The written description describes the subject matter herein to enable any person skilled in the art to make and use the embodiments. The scope of the subject matter embodiments is defined by the claims and may include other modifications that occur to those skilled in the art. Such other modifications are intended to be within the scope of the claims if they have similar elements that do not differ from the literal language of the claims or if they include equivalent elements with insubstantial differences from the literal language of the claims.

While deep learning has proven advantageous in many fields, the need for huge amounts of data remains one of its major limitations. Especially in biomedical domains, data is usually scarce, and labeled data is even further so. Hence, in such low-labeled-data setting, traditional supervised learning approaches fail to generalize with acceptable performance. The diagnosis of knee ligamentous injuries and meniscal injuries is incredibly complex and relies a great deal on clinical examination. The choice of modality and the amount of MRI data available to train machine learning models influence full automation. The present disclosure addresses unresolved problems of traditional methods from two directions. Firstly, while data availability is scarce for a certain diagnosis, abundant labeled data may be available for a different but related diagnosis. Hence, the abundant labeled dataset is considered as a source set from which knowledge is learned and transferred to improve performance of the deep learning models over a target diagnosis provided the scarcely labeled dataset. Secondly, in many cases, it is observed that while labeled data are scarce for a certain diagnosis, there is a good amount of unlabeled data available for the same diagnosis.
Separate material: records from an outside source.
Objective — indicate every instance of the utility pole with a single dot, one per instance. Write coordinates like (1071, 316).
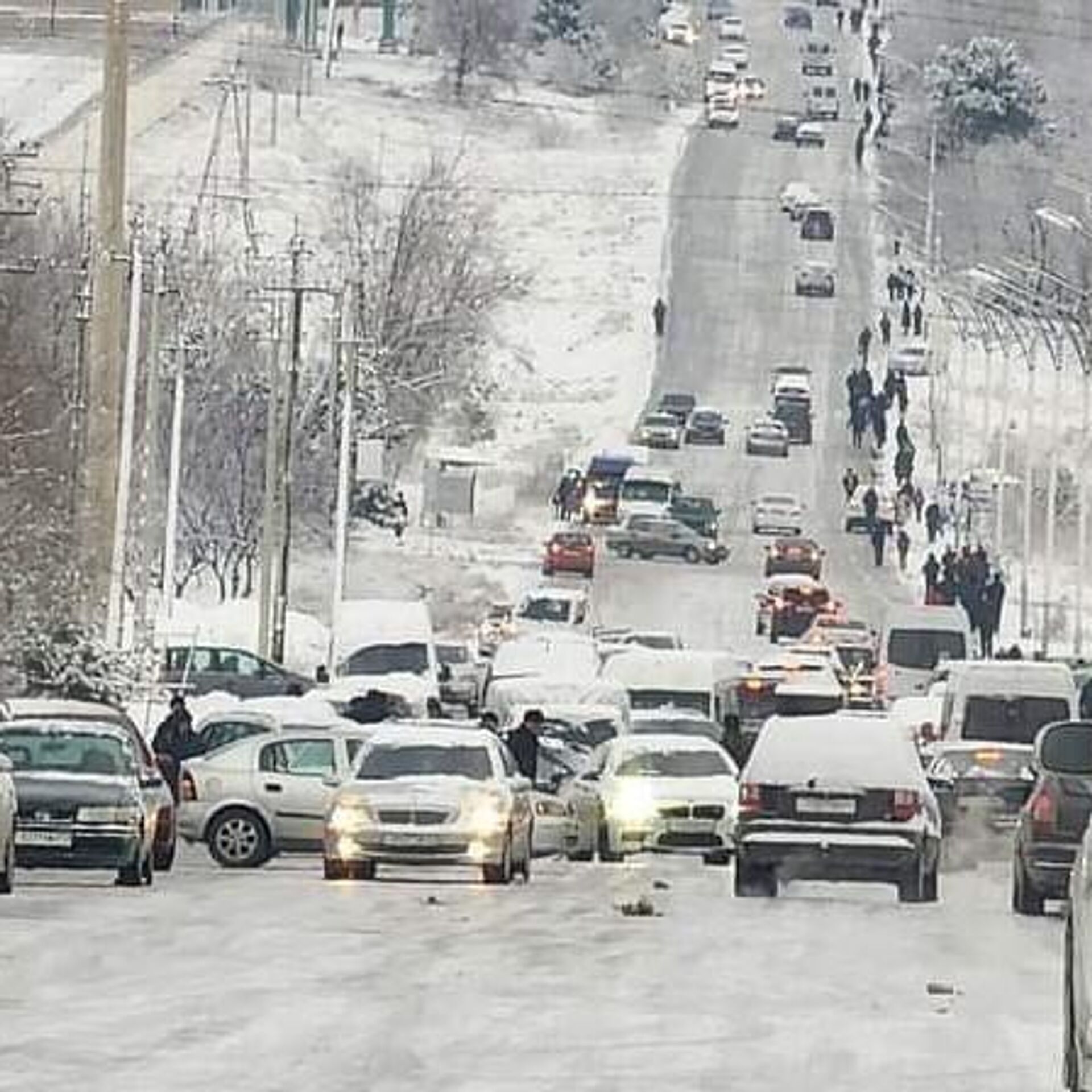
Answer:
(100, 470)
(295, 342)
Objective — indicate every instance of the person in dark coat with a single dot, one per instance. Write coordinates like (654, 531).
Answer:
(659, 316)
(174, 741)
(523, 744)
(879, 539)
(932, 573)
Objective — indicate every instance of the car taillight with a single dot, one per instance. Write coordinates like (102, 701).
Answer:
(187, 788)
(905, 804)
(1043, 809)
(751, 797)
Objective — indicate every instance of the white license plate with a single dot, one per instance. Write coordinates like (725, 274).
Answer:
(58, 838)
(821, 806)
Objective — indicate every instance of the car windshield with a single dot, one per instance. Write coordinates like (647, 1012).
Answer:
(1010, 720)
(390, 762)
(675, 764)
(67, 751)
(411, 656)
(546, 609)
(676, 725)
(661, 697)
(643, 490)
(923, 649)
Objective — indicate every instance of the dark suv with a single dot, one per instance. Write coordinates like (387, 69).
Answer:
(1053, 820)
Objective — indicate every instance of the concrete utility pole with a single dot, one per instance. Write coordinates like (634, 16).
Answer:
(114, 616)
(295, 343)
(100, 471)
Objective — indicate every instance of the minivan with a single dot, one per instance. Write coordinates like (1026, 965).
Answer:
(1006, 701)
(917, 639)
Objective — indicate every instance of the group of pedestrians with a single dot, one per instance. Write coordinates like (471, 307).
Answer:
(967, 578)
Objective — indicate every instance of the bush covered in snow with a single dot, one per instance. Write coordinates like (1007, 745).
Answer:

In other words, a new multi-stage training framework is disclosed to take advantage of low-quality data without labels and data from related diagnoses. The underlying models are strengthened using fuzzy layers which add desired soft computing properties. Results demonstrate the use of task adaptation regime in medical imaging that is achieved with a combination of low-shot training regime and the use of soft computing approach in deep learning framework. Since it takes extensive labor to carry out labeling, the present disclosure propose to utilize the unlabeled data to improve.

It is to be understood that the scope of the protection is extended to such a program and in addition to a computer-readable means having a message therein; such computer-readable storage means contain program-code means for implementation of one or more steps of the method, when the program runs on a server or mobile device or any suitable programmable device. The hardware device can be any kind of device which can be programmed including e.g., any kind of computer like a server or a personal computer, or the like, or any combination thereof. The device may also include means which could be e.g., hardware means like e.g., an application-specific integrated circuit (ASIC), a field-programmable gate array (FPGA), or a combination of hardware and software means, e.g., an ASIC and an FPGA, or at least one microprocessor and at least one memory with software processing components located therein. Thus, the means can include both hardware means, and software means. The method embodiments described herein could be implemented in hardware and software. The device may also include software means. Alternatively, the embodiments may be implemented on different hardware devices, e.g., using a plurality of CPUs.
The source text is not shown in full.